The River Hill Community Association, which serves the residents of Columbia's newest village, expects to finish the fiscal year $10,857 in the hole -- and is asking the rest of Columbia to bail it out.
The village association also is requesting $38,170 in additional funds for next year -- a 77 percent jump over current levels -- which would pay for higher staff wages, more staff hours and higher operating expenses.
River Hill officials say they have fallen short in money-making ventures, such as renting out their meeting room. And they want to bring wages for their three-person staff in line with the lowest wages at Columbia's nine other village associations.
"We would like to bring them up to the bottom," said River Hill official David W. Berson.
Even if the River Hill officials get all they want, their association would receive considerably less in public funding than Columbia's older and larger villages.
Nevertheless, such requests for bailouts and additional funds are relatively rare for Columbia's community associations -- which organize community activities, address local traffic problems and enforce architectural standards.
It might seem particularly strange for such a request to come from River Hill with its collection of $300,000-plus houses. But in Columbia's governance structure, the money paid by those homeowners in an annual assessment -- which amounts to a local property tax -- does not stay in River Hill.
Instead, it goes to fund the $40 million budget of the Columbia Association (CA), the homeowner organization that manages the resident planned community. In turn, the association doles out about $1.3 million to the smaller community associations, based in part on population. In the most recent disbursement, Long Reach village received the most money -- $184,144 -- while River Hill received the least -- $49,768.
Long Reach has about 14,000 residents. River Hill, which is about a third developed, has about 3,000 residents.
CA's 10-member board of directors will decide in the next two months whether to grant River Hill's request for more money. Pam Mack, an association spokeswoman, said such requests are not common but she declined to comment on the validity of River Hill's request.
Also at issue is how much money the River Hill Community Association earns for itself.
Each year, the 10 smaller community associations augment their income by renting out meeting rooms and offering classes to residents.
4 In River Hill, that has not gone well this year.
"We clearly overestimated the amount of revenue we could bring in," said Berson, who represents River Hill on the Columbia Association board of directors.
River Hill has only one building for meetings.
A larger facility will be constructed within a few years. The other villages have more and larger rooms -- and in turn bring in much more money in rentals.
For this fiscal year, which ends May 1, River Hill officials budgeted $16,625 from leases, rentals and "miscellaneous income," according to River Hill budget documents made available yesterday.
They now expect to take in only $9,885 from those sources.

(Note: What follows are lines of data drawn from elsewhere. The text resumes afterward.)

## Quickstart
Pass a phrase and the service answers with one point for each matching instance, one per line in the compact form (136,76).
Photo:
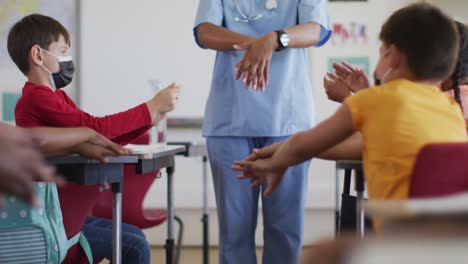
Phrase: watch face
(284,38)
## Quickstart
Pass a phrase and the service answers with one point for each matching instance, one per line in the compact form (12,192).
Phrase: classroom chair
(135,189)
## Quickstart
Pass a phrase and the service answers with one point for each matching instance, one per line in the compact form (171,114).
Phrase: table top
(192,148)
(163,152)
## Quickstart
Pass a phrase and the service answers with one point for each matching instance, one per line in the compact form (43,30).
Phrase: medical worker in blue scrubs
(260,94)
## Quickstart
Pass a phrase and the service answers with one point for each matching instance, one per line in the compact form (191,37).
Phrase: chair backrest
(440,169)
(135,188)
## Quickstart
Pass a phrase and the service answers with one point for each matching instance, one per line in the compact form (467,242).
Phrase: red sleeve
(121,127)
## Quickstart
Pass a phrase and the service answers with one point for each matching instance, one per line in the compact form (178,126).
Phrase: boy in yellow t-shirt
(419,50)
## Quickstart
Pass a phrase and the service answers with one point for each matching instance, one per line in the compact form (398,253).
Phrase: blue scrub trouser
(237,205)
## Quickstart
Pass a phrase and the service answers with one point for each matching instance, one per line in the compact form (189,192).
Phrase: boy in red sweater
(39,46)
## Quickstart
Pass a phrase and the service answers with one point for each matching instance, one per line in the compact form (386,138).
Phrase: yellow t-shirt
(396,120)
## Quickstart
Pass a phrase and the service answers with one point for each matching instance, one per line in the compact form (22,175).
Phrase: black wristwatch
(283,40)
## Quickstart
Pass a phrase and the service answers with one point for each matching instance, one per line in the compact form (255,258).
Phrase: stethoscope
(269,5)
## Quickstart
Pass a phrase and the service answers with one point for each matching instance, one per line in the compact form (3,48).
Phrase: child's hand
(261,171)
(96,152)
(164,101)
(100,140)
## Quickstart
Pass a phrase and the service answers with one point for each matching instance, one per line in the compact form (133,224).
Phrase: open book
(145,149)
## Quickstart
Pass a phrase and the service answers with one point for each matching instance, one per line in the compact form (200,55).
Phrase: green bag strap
(81,239)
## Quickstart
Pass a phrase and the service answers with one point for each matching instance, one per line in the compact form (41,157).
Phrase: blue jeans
(237,205)
(98,232)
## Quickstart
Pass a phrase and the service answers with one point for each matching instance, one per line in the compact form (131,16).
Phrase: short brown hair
(33,30)
(427,37)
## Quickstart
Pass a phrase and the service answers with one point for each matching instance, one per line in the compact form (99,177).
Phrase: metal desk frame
(359,187)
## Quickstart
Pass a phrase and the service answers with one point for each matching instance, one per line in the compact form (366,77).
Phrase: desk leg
(170,216)
(359,186)
(117,223)
(205,218)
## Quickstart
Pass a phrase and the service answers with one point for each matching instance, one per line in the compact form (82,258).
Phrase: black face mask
(64,76)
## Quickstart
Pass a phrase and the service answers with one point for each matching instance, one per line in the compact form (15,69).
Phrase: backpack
(36,235)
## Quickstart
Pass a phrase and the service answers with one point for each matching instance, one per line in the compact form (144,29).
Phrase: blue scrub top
(286,106)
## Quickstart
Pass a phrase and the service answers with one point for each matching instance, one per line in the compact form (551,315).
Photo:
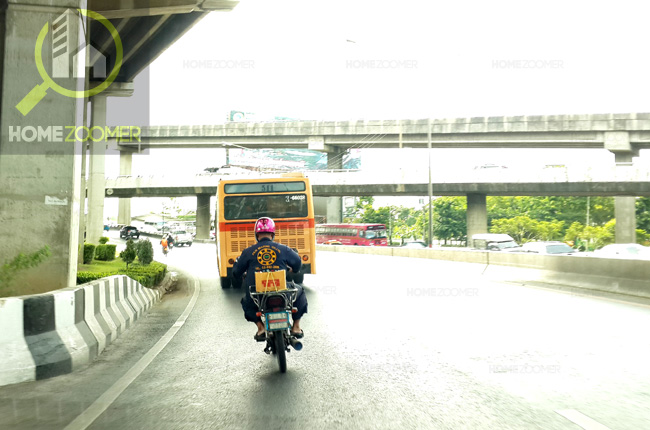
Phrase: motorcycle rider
(267,254)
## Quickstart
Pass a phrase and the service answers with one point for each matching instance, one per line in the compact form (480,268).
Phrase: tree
(9,270)
(129,253)
(144,250)
(643,213)
(450,218)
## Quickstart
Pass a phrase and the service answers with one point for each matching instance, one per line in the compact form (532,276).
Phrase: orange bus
(240,202)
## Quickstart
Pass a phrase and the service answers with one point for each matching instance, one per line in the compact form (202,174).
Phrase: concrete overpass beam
(40,175)
(618,142)
(124,205)
(96,177)
(203,216)
(335,204)
(476,215)
(624,209)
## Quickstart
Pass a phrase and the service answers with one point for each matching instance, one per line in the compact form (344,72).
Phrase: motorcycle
(275,309)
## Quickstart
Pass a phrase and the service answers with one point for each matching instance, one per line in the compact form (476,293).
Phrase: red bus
(352,234)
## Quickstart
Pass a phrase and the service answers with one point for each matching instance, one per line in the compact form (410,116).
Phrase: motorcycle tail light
(275,302)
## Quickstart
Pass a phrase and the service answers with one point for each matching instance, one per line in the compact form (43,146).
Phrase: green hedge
(105,252)
(83,277)
(148,276)
(89,252)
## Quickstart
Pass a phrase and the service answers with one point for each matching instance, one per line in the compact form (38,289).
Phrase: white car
(548,248)
(624,250)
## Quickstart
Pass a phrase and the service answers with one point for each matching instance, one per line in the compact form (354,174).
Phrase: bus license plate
(277,321)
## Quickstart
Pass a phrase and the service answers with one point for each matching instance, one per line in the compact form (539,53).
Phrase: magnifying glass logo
(39,91)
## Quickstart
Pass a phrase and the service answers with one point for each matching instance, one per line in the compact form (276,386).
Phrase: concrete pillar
(124,205)
(334,204)
(203,216)
(96,177)
(39,175)
(624,209)
(476,215)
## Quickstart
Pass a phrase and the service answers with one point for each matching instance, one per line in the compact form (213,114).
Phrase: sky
(341,60)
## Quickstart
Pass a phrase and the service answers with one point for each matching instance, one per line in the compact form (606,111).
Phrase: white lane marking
(582,420)
(100,405)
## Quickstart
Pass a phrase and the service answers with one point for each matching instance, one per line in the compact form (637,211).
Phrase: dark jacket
(265,255)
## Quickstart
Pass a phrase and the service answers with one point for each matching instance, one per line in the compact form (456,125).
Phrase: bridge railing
(401,175)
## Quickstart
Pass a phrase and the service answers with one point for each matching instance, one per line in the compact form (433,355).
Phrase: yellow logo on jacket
(266,256)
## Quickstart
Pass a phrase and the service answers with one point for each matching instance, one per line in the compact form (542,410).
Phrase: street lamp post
(430,188)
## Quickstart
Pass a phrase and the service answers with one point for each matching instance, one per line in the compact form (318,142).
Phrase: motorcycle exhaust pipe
(297,345)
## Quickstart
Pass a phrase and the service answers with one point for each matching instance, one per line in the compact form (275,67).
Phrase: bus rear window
(264,187)
(270,205)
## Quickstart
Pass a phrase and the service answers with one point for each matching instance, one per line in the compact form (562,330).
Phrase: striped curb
(55,333)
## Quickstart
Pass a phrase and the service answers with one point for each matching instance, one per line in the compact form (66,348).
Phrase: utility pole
(430,184)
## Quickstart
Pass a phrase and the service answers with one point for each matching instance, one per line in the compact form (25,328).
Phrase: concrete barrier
(54,333)
(619,276)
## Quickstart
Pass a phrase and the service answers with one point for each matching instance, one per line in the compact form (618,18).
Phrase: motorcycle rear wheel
(280,351)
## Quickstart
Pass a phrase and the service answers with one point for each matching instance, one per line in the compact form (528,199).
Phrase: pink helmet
(264,225)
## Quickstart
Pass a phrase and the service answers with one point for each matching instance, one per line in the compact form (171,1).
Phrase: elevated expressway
(476,185)
(42,180)
(622,134)
(615,181)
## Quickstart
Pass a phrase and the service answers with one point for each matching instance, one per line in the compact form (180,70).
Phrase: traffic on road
(389,343)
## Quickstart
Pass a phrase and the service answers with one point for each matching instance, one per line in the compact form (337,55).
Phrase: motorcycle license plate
(277,321)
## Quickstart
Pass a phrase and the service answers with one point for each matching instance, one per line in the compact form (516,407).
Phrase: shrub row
(89,252)
(105,252)
(83,277)
(148,276)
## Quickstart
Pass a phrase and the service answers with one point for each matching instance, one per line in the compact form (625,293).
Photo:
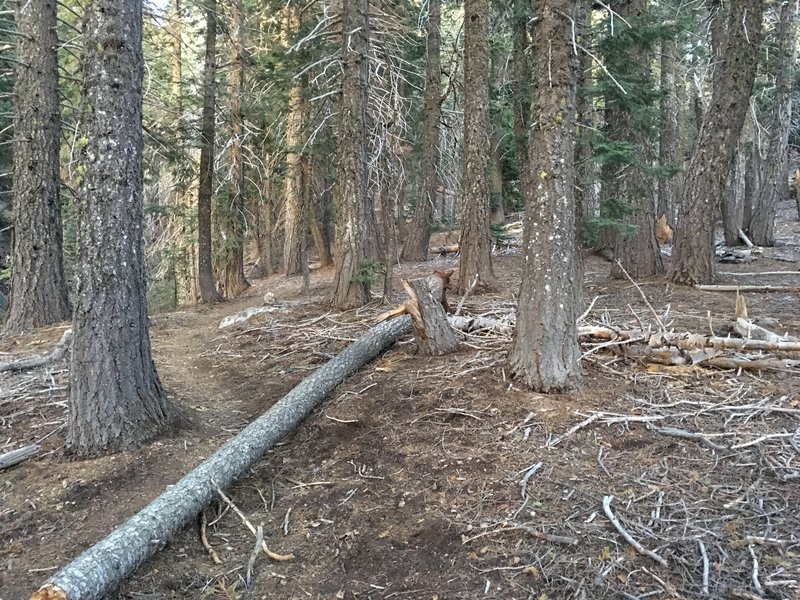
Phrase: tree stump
(426,305)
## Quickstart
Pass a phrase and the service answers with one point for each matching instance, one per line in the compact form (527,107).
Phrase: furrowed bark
(101,568)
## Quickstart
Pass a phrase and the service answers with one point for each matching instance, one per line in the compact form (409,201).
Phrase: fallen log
(9,459)
(747,288)
(101,568)
(33,362)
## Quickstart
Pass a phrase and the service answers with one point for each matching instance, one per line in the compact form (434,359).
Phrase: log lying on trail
(33,362)
(101,568)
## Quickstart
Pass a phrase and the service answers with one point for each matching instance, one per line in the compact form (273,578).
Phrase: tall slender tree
(476,242)
(205,190)
(419,234)
(38,286)
(545,351)
(714,151)
(297,171)
(353,201)
(116,400)
(233,219)
(776,175)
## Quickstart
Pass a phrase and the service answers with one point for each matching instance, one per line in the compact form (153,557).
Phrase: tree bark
(38,285)
(296,162)
(419,234)
(776,174)
(100,569)
(116,400)
(628,181)
(351,283)
(432,332)
(668,138)
(208,290)
(545,351)
(712,159)
(476,241)
(234,218)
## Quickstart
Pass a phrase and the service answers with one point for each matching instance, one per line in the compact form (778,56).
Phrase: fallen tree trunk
(747,288)
(33,362)
(101,568)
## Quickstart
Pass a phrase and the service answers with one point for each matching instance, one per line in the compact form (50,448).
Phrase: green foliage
(369,272)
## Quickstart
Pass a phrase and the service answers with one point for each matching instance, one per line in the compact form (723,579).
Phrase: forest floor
(418,478)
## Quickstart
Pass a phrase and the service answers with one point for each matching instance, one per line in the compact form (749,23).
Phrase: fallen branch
(628,538)
(101,568)
(9,459)
(34,362)
(253,530)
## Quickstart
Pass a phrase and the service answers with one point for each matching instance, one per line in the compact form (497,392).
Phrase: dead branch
(33,362)
(628,538)
(9,459)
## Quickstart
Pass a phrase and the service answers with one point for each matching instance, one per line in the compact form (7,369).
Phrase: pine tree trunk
(116,400)
(38,286)
(419,234)
(629,181)
(296,162)
(351,284)
(208,291)
(712,160)
(668,139)
(521,87)
(234,220)
(265,219)
(776,173)
(476,241)
(734,199)
(545,351)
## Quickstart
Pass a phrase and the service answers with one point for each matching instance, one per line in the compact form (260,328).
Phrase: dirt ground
(440,478)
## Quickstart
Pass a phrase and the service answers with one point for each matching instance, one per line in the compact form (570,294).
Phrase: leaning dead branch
(34,362)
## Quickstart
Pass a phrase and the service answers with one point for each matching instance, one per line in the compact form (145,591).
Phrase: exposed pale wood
(745,239)
(101,568)
(9,459)
(33,362)
(432,332)
(747,288)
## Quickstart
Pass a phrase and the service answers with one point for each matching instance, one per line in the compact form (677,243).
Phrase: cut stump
(432,332)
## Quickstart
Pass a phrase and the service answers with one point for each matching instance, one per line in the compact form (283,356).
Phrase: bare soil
(417,478)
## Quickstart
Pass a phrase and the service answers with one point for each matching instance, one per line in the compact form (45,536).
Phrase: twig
(541,535)
(705,566)
(286,521)
(644,297)
(754,574)
(249,525)
(628,538)
(573,429)
(204,540)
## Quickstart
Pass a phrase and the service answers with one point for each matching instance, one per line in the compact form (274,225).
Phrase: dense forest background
(274,75)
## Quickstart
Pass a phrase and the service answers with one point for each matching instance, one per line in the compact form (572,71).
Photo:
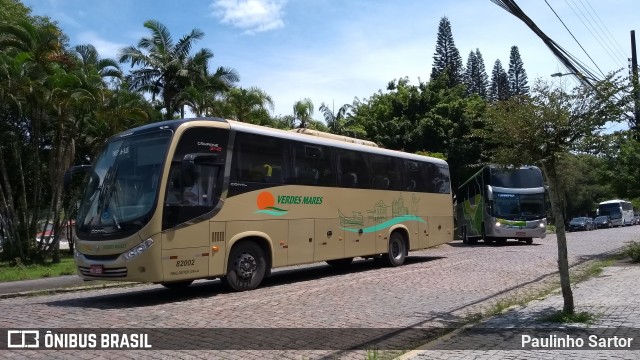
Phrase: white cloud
(106,49)
(250,15)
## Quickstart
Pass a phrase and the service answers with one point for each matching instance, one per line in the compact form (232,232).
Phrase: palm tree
(302,111)
(164,68)
(335,122)
(248,105)
(208,98)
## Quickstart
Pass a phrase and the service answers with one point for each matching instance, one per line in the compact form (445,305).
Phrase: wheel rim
(246,265)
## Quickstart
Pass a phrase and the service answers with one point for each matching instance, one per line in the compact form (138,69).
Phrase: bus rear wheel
(175,285)
(246,268)
(397,250)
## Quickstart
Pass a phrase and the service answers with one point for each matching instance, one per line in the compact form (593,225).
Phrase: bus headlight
(137,250)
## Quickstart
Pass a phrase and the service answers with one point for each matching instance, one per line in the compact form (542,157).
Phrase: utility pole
(636,87)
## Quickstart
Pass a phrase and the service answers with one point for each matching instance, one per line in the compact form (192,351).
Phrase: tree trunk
(556,209)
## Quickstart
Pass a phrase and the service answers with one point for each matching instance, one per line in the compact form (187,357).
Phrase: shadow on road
(509,243)
(206,289)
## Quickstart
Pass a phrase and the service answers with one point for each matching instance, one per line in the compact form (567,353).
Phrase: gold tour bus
(205,198)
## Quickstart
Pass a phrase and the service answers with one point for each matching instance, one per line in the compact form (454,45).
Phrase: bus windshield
(517,178)
(123,185)
(518,206)
(613,210)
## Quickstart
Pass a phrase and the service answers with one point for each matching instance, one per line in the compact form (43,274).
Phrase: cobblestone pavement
(614,333)
(311,306)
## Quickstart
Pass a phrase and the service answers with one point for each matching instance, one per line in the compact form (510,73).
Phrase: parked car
(580,223)
(48,233)
(602,222)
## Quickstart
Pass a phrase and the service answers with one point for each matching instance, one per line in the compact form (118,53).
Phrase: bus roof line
(292,135)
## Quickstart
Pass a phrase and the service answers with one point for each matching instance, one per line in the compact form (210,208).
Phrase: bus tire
(246,267)
(176,285)
(397,250)
(340,263)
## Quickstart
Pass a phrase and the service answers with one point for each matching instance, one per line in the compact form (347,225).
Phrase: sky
(332,51)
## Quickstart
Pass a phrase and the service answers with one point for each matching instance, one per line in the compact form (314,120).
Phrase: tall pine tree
(447,60)
(499,89)
(476,77)
(518,84)
(483,78)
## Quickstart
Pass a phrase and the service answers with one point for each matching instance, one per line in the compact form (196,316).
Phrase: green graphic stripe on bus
(512,222)
(387,224)
(272,211)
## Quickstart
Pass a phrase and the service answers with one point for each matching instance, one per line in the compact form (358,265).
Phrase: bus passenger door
(329,240)
(186,252)
(359,243)
(301,241)
(218,246)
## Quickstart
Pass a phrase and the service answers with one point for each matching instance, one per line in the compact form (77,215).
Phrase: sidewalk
(520,333)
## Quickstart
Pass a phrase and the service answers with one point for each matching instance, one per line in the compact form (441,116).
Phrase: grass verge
(19,271)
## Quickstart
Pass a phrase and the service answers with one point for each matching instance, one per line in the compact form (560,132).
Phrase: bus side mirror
(68,175)
(200,158)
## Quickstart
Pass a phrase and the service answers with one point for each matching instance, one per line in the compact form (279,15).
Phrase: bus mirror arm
(68,175)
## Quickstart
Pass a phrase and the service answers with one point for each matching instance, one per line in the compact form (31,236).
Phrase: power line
(568,60)
(589,27)
(574,38)
(619,47)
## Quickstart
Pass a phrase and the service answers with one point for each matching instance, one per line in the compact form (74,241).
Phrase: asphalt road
(313,306)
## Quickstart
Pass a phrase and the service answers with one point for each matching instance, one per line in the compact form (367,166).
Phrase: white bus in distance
(620,211)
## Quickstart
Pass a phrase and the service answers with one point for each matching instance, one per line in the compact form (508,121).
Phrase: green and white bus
(206,198)
(500,203)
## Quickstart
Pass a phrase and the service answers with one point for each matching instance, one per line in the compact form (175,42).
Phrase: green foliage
(632,250)
(570,318)
(16,270)
(518,84)
(585,182)
(13,11)
(447,63)
(499,87)
(429,117)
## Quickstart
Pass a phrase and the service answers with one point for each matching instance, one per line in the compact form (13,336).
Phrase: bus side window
(415,179)
(312,165)
(259,159)
(353,170)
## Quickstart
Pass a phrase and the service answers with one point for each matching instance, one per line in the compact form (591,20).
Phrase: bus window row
(258,158)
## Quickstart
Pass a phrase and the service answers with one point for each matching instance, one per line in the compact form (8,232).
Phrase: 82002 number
(185,262)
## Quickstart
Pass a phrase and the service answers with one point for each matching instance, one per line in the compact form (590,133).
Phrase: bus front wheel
(246,268)
(397,250)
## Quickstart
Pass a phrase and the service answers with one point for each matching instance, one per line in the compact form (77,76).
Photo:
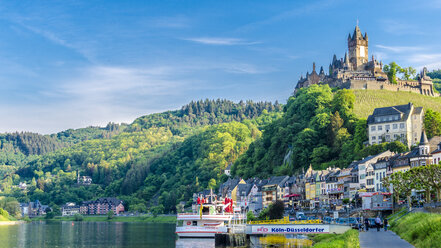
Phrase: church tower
(358,49)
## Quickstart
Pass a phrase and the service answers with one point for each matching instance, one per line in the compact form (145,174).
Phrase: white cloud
(220,41)
(170,22)
(400,49)
(400,27)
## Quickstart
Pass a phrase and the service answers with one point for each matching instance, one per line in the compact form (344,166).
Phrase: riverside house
(102,206)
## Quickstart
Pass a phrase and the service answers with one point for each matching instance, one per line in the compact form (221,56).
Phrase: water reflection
(194,243)
(87,234)
(288,241)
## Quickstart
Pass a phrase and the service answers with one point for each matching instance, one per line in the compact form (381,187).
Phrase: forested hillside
(29,143)
(318,127)
(202,113)
(142,161)
(436,77)
(161,159)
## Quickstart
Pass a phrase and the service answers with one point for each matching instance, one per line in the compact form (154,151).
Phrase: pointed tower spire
(346,58)
(357,33)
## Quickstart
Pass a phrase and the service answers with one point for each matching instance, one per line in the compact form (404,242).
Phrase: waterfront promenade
(374,239)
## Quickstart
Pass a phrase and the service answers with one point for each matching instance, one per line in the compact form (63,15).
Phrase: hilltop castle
(355,71)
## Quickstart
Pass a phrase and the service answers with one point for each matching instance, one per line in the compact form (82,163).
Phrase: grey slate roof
(424,140)
(402,110)
(280,180)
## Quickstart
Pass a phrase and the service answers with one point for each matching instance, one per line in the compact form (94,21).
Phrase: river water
(109,234)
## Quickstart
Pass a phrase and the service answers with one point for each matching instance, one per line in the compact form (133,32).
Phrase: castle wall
(376,85)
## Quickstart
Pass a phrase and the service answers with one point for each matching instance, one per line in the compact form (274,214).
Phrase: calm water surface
(116,234)
(88,234)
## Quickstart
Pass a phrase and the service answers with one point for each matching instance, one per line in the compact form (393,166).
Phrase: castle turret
(358,50)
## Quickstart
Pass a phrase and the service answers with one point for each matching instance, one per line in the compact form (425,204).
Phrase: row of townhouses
(100,206)
(332,187)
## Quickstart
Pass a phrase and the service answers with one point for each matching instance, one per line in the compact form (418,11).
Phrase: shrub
(348,239)
(419,229)
(110,215)
(78,217)
(4,213)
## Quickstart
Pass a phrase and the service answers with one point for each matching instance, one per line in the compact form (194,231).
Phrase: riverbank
(143,218)
(419,229)
(349,239)
(10,223)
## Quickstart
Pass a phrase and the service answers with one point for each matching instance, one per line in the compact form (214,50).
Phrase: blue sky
(71,64)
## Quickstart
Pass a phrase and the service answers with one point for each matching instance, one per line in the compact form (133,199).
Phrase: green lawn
(348,239)
(367,100)
(3,218)
(419,229)
(145,218)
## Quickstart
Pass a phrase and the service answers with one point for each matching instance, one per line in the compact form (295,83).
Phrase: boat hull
(199,231)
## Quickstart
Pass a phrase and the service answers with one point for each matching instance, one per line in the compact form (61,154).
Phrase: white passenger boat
(210,218)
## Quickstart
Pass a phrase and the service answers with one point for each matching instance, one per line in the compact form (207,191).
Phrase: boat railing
(285,220)
(229,214)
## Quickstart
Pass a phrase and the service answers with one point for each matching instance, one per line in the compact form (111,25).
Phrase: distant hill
(367,100)
(29,143)
(139,162)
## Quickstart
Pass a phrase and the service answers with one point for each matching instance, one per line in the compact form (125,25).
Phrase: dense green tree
(432,123)
(391,70)
(276,210)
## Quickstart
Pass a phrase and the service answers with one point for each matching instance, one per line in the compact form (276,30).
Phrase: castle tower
(358,49)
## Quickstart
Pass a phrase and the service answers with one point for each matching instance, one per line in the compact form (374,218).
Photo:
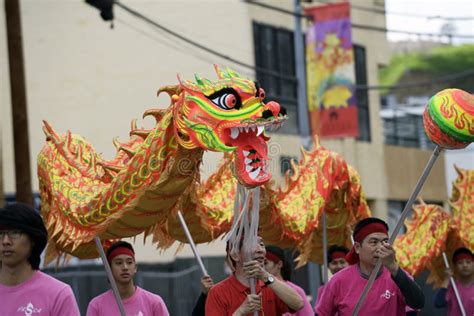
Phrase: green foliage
(440,61)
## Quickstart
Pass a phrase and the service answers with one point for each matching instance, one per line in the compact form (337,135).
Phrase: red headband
(120,251)
(352,257)
(272,257)
(461,256)
(338,255)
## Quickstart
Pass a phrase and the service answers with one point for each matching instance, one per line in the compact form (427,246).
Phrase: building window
(362,95)
(276,72)
(395,209)
(403,123)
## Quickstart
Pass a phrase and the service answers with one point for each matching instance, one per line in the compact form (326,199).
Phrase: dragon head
(227,115)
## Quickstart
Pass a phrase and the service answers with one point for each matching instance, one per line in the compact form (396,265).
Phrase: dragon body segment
(433,230)
(290,217)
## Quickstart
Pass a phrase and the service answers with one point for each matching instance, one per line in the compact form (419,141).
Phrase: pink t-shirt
(318,295)
(342,292)
(141,303)
(40,295)
(467,299)
(306,310)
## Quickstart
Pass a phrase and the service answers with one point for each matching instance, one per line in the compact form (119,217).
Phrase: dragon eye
(226,101)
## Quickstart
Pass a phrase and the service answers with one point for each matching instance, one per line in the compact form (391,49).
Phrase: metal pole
(21,144)
(453,284)
(108,271)
(325,249)
(404,214)
(303,124)
(191,243)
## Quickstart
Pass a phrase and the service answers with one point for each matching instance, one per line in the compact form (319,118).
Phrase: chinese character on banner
(332,103)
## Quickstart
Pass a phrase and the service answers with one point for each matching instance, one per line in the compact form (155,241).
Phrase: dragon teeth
(254,174)
(234,133)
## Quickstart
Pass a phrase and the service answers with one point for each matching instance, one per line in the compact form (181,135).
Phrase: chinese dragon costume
(156,173)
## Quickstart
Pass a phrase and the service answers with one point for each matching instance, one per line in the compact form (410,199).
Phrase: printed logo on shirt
(387,295)
(29,309)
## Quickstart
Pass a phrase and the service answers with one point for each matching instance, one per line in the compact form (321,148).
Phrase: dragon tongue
(250,162)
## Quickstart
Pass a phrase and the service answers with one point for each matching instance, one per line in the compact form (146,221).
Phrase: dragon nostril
(267,114)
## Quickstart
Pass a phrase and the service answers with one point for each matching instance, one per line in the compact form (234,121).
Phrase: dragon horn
(50,133)
(232,73)
(458,170)
(198,80)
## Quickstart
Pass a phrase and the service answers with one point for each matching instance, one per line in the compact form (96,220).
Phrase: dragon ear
(220,74)
(187,85)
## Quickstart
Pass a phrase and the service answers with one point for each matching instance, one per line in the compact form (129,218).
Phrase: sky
(447,8)
(426,8)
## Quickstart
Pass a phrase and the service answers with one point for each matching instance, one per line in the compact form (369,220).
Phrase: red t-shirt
(225,298)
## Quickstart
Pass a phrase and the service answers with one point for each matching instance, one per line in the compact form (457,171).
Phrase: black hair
(366,221)
(334,248)
(462,250)
(25,218)
(286,266)
(119,244)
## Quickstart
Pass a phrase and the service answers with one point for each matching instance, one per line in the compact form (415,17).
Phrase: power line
(423,83)
(202,47)
(442,79)
(356,25)
(385,12)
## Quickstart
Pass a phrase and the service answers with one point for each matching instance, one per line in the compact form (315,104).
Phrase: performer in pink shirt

Berson said the River Hill meeting room has limited parking and has only one entrance -- through the staff offices -- which makes it less appealing than other Columbia facilities.
"It's harder for us to market that room," he said.
The River Hill Community Association also expects to overspend its $67,609 budget by $4,591.
Berson blamed much of this on "development issues" in the new village, some of which he said are more complicated than those which confronted the other villages when they started in past years.
For instance, Berson pointed out that River Hill village manager Sunny McGuinn has spent a considerable amount of time with county officials discussing environmental issues -- which means the River Hill association has had to pay more money to keep a part-time employee staffing the community association office.
With the $38,170 increase requested for next year, River Hill officials have proposed:
Increasing their architectural covenant adviser position from 25 hours to 40 hours a week, because of a 60 percent increase in the number of houses.
Increasing the community assistant position from 10 hours to 20 hours a week.
Increasing annual phone expenses by $2,000, in part to give community association staffers a separate phone line for their computer.
Spending $1,000 for a "villagewide event" to celebrate the village's August birthday.
Buying a second office computer for $1,950.
"The people of River Hill expect a high level of service," Berson said.
One way they get that is with one of the most extensive community newsletters in Columbia. But even that has been a bit of a mixed blessing.